President Obama announced today he had requested and accepted the resignation of the agency’s acting commissioner, Steve Miller, who knew agents were singling out conservative groups as early as May 2012 but never said anything about it.
“The law should be applied in a fair and impartial way,” the president said. “That’s what I expect. That’s what the American people deserve. And that’s what we’re going to do.”
President Obama said he would seek bipartisan support from Congress as it performs its oversight role, “in a way that doesn’t smack of partisan politics.”
Speaking on CNN shortly after the president’s statement, Rep. Darrell Issa, R-Calif., said he expected the White House to find willing partners on Capitol Hill, where members of Congress have vowed to do bipartisan work on the issue.

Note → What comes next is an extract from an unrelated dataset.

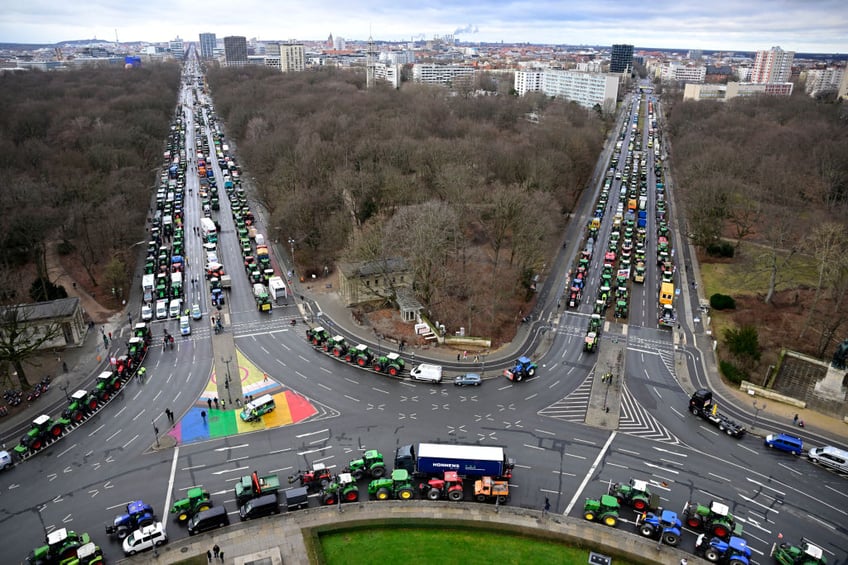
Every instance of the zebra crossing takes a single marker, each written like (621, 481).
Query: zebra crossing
(636, 421)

“What’s happened wrong today could happen wrong tomorrow to a different group,” Issa said.
Conservative political groups apparently were not the only ones targeted by the IRS. Franklin Graham, who heads up the Billy Graham Evangelistic Association and Samaritan’s Purse, said both ministries had been singled out last year by the government agency after the Billy Graham ministry placed ads in newspapers supporting a vote last May on a constitutional amendment in North Carolina that recognized marriage as only being between a man and a woman.
“I do not believe the IRS audits of our two organizations last year is a coincidence—or justifiable,” Graham wrote in a letter to President Obama.